Maybe it all sounds a little selfish, but The Remembrance Part II never feels cramped or solipsistic. It is a wonderfully generous film, with a sardonic tone but rich in discreet emotions. Hogg views her young self both critically and lovingly, and she shows instinctive fairness to all of her characters.

She is also extremely attentive to their appearance, speech and presentation: rather than exaggerating the big ’80s hair and obvious needle drop, aside from an exhilarating use of Eurythmics, she channels the contemporary ambience with exquisite subtlety.
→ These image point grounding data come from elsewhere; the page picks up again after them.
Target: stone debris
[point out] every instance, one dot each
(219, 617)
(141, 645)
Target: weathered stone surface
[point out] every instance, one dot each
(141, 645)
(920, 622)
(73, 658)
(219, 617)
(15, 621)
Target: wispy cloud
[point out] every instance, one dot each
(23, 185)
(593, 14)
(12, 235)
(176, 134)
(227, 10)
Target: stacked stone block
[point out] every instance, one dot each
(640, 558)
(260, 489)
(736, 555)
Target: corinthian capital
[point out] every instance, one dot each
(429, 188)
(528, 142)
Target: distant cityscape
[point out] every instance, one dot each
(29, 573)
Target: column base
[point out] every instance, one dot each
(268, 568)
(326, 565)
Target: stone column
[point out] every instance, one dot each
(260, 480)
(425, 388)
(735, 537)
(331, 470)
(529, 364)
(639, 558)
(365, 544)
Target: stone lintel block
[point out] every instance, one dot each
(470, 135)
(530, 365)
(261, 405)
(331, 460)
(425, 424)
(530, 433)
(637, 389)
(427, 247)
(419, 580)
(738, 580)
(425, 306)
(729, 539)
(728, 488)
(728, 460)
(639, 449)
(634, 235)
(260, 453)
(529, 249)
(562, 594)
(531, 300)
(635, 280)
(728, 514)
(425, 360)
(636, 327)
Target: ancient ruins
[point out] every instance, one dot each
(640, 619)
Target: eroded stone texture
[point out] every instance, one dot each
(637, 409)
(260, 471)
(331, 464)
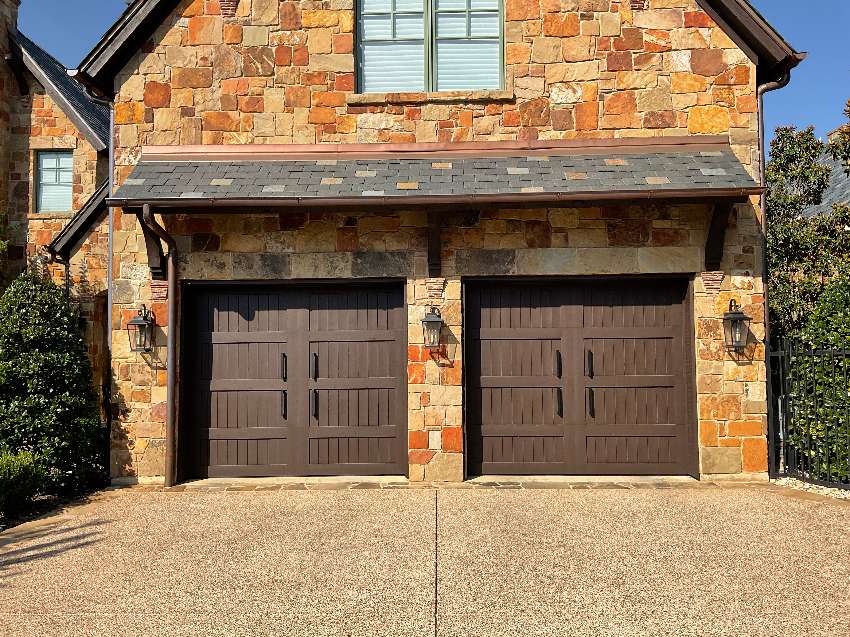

The first one Memory didn’t draw huge crowds, and the audience for a sequel may turn out to be even smaller. But if you missed the first one, there’s no better time to stream it, in preparation for this wonderful follow-up. Together, they form something intensely personal and close to perfection – which isn’t to say I wouldn’t mind if Hogg decided to revisit these characters in the future.